Ella abrió la puerta y entré yo, temblorosa y hecha un trapo. Me abracé a Mónica entre sollozos que acabaron desembocando en una serie entrecortada de hipidos convulsivos. Mónica me besó las sienes y se dedicó a acariciarme el pelo, con la indolencia cansina que revelaba que ya estaba acostumbrada a ese tipo de escenitas, hasta que los hipidos se fueron espaciando y al cabo de unos minutos yo apenas sí emitía un gemidito débil y casi inaudible. Entonces me rodeó el hombro con un brazo, y me llevó hacia el sillón; y, ya sentada, fue cuando yo fingí reparar por primera vez en la presencia de Coco en la casa.
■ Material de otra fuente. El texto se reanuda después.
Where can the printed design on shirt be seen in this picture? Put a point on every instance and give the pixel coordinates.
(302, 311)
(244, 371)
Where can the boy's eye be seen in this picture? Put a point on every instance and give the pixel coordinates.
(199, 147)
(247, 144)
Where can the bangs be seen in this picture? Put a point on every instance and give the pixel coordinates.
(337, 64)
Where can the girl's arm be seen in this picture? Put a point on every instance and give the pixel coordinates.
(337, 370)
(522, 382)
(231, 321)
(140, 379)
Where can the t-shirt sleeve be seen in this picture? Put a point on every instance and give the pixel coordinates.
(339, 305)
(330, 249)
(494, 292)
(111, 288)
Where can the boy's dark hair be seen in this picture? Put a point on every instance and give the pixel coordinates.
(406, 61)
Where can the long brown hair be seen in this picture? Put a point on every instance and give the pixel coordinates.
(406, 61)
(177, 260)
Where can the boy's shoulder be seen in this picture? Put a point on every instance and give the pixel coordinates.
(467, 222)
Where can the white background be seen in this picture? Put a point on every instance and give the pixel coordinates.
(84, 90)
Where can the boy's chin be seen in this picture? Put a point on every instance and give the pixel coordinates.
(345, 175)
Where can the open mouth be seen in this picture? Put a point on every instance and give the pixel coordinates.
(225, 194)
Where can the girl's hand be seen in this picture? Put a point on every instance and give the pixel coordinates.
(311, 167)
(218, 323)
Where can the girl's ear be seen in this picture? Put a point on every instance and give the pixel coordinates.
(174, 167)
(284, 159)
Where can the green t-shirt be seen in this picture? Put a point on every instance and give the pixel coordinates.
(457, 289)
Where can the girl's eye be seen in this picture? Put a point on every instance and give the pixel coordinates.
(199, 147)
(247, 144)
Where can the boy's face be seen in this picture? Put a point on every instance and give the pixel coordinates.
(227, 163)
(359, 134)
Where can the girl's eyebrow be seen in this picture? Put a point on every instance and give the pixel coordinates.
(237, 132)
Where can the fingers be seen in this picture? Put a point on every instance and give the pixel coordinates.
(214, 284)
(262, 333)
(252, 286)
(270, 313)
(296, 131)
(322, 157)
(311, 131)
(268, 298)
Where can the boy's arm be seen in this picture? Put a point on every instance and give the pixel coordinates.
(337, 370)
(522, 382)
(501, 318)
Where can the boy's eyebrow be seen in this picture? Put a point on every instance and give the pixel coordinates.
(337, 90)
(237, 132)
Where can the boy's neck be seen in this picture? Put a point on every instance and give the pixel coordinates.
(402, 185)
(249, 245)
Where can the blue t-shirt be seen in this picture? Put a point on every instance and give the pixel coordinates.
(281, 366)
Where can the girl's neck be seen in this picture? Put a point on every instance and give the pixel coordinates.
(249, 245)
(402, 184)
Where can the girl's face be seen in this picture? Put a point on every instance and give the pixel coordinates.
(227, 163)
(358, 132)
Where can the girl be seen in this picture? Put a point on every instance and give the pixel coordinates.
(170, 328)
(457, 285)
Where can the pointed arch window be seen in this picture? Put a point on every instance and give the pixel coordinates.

– ¿Y éste qué hace aquí? -pregunté con un hilillo de voz.
– «Éste» se llama Coco, te recuerdo -dijo él.
– Ya ves -intervino la otra-, una transacción como otra cualquiera. Yo le doy cobijo y él me da drogas.
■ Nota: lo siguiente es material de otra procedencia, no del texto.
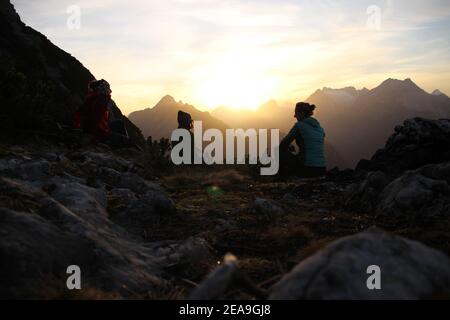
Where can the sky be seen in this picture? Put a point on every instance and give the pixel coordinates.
(241, 54)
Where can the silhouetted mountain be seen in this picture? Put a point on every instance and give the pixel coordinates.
(358, 122)
(160, 121)
(40, 83)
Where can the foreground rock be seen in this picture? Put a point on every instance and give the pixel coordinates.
(417, 143)
(409, 270)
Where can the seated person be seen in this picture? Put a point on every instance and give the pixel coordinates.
(309, 137)
(96, 118)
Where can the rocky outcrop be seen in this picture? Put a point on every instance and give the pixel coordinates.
(417, 143)
(51, 219)
(408, 270)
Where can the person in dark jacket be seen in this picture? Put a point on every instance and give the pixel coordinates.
(309, 137)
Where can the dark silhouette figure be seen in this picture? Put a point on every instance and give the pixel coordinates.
(309, 137)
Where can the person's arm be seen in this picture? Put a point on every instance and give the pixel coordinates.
(284, 144)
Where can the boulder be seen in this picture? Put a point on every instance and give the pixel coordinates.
(422, 192)
(409, 270)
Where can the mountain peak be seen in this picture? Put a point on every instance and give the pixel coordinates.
(438, 92)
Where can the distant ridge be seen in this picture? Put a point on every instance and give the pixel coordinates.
(358, 127)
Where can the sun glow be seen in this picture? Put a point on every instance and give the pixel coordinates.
(236, 81)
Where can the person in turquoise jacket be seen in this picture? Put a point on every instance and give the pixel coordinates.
(309, 137)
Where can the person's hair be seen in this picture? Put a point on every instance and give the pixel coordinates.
(184, 120)
(305, 108)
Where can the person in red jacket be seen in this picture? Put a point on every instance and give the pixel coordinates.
(93, 116)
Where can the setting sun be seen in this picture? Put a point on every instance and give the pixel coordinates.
(236, 81)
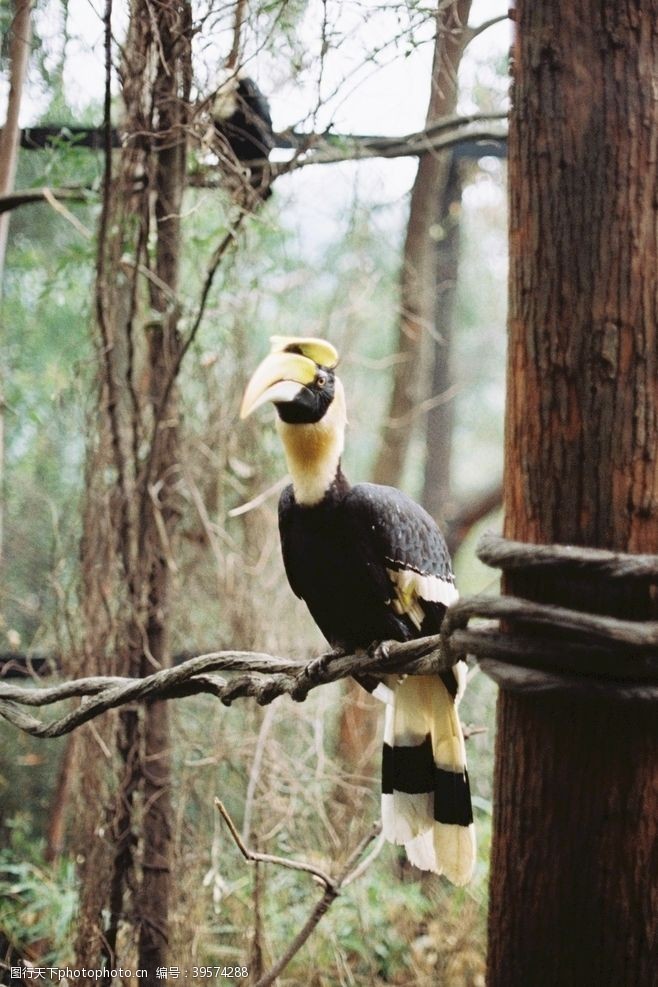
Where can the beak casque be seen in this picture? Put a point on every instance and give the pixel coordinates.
(292, 364)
– Mónica, hija, cada vez que vengo a esta casa me encuentro un tío apoltronado en el sillón, y cada vez se trata de un tío diferente -dije con toda mi mala leche.
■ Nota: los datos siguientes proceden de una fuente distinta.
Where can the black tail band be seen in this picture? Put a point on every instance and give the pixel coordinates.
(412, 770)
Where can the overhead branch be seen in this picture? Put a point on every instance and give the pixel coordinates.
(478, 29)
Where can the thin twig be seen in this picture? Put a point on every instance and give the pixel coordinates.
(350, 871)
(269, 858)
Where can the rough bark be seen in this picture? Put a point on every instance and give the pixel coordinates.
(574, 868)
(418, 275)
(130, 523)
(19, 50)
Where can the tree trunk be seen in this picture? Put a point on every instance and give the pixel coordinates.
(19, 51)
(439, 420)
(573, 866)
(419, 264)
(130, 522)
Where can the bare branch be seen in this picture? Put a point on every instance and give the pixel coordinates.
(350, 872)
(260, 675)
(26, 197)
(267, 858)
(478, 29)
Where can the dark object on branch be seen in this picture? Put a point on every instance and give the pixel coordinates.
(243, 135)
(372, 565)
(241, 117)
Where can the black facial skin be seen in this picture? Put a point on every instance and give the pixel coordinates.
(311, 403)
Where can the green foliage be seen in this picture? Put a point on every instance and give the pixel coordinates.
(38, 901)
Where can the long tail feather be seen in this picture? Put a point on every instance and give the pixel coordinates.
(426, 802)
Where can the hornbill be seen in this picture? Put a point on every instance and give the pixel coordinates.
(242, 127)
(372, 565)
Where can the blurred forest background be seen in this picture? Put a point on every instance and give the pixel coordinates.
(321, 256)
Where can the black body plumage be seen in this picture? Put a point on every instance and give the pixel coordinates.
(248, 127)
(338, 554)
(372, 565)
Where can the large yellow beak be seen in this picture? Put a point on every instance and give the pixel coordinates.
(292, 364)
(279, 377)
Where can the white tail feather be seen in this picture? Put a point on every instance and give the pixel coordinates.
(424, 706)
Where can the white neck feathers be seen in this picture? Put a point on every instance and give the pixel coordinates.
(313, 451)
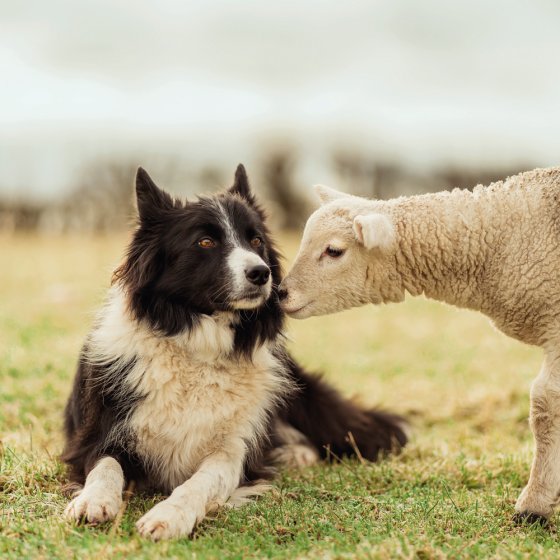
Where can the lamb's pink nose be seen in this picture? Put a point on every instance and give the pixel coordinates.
(282, 293)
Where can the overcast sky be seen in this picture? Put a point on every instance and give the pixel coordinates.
(432, 81)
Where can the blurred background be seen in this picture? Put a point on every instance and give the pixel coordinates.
(377, 97)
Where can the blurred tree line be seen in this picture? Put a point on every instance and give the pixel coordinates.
(102, 200)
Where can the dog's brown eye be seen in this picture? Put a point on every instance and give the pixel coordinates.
(206, 243)
(332, 252)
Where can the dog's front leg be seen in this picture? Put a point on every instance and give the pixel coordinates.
(214, 481)
(101, 497)
(537, 500)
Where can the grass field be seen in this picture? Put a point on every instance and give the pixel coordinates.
(449, 495)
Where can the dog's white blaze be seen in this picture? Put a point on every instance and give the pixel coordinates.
(199, 402)
(239, 261)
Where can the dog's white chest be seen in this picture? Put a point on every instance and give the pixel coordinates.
(193, 407)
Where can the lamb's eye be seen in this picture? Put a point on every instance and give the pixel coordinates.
(333, 252)
(206, 243)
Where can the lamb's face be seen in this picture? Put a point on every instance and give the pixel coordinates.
(343, 260)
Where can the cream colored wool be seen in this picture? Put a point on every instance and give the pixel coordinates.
(495, 249)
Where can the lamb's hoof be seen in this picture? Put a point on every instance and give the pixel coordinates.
(530, 518)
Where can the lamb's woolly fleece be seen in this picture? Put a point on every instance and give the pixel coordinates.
(495, 249)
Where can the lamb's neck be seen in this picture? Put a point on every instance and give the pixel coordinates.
(442, 246)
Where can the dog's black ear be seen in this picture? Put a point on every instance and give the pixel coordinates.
(241, 183)
(149, 197)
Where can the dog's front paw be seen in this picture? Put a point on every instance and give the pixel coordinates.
(93, 507)
(167, 520)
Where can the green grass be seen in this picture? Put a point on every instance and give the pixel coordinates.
(449, 495)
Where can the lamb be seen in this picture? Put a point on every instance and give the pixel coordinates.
(495, 249)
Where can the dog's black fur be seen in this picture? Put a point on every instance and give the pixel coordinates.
(170, 284)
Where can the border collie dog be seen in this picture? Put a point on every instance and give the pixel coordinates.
(184, 385)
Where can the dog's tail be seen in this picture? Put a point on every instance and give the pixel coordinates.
(337, 426)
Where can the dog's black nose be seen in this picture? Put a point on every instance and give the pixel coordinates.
(258, 275)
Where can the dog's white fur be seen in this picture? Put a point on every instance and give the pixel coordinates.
(239, 261)
(495, 249)
(101, 497)
(200, 415)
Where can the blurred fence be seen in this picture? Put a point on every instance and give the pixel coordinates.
(102, 200)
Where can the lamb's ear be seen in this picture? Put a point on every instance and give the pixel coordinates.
(241, 183)
(150, 199)
(326, 194)
(374, 231)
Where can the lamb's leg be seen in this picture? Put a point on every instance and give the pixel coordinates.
(101, 497)
(538, 498)
(214, 482)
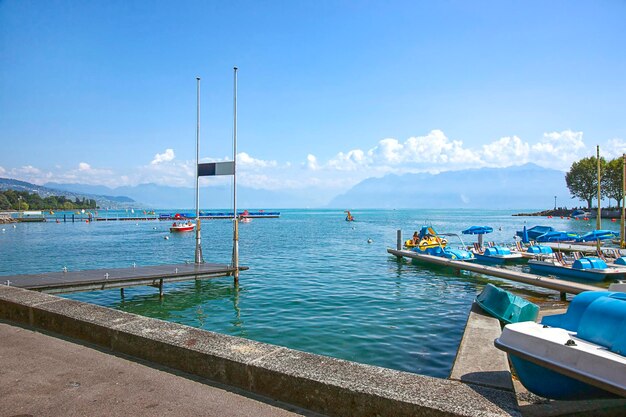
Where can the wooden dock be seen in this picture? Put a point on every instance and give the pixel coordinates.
(562, 286)
(101, 279)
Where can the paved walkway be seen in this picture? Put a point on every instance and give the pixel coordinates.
(41, 375)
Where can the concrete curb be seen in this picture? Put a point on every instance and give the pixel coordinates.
(322, 384)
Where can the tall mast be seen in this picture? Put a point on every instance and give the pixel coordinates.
(198, 256)
(235, 218)
(621, 229)
(599, 216)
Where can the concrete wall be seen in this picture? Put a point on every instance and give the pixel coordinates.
(326, 385)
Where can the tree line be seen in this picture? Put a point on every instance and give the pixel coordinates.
(582, 179)
(23, 200)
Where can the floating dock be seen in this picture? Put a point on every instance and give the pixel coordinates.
(562, 286)
(101, 279)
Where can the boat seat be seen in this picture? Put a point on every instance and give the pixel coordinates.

A Coco no le quedó muy claro si aquello era o no una bromita privada. Mónica le hizo un gesto con la cabeza, señalando hacia el pasillo, para hacerle saber que prefería que nos dejara solas, y acto seguido Coco se levantó del sillón con desgana y abandonó el salón.
No hacía falta que le explicara nada. Mónica llevaba años presenciando mis ataques, desde aquella primera vez en que me encontró en el cuarto de baño del colegio, intentando cortarme las venas con una cuchilla de afeitar, sin emitir ningún sonido ni mover un solo músculo de la cara, pero con las lágrimas resbalando cuesta abajo por mis pómulos. Las gotas de sangre que caían habían formado una mancha roja que destacaba sobre los azulejos blancos. Yo no sabía entonces (y lo escribo como advertencia para aquellos que se estén planteando la idea del suicidio) que la única manera efectiva de cortarse las venas consiste en practicar un corte vertical y profundo en la muñeca; así que yo, como una idiota, me había hecho un haz de rasguños horizontales que me dejarían una cicatriz prácticamente invisible. Un espectáculo aparatoso, eso sí, pero inútil. Todas las demás niñas estaban en el patio dando clases de gimnasia, y lo normal hubiera sido salir corriendo a avisar a la profesora, llevarme al botiquín para evitar que la herida se infectase, preguntarme que a santo de qué se me había ocurrido una barbaridad semejante. Pero, en lugar de eso, se quedó allí plantada, de pie, en medio de aquel cuarto de baño enorme que olía a desinfectante, quizá hechizada por lo impresionante del espectáculo, o tal vez intimidada por lo que ella consideraba valentía. Debimos de permanecer así, inmóviles las dos, durante varios minutos, hasta que Mónica sugirió tímidamente que lo mejor que podíamos hacer era limpiar la sangre y marcharnos de allí.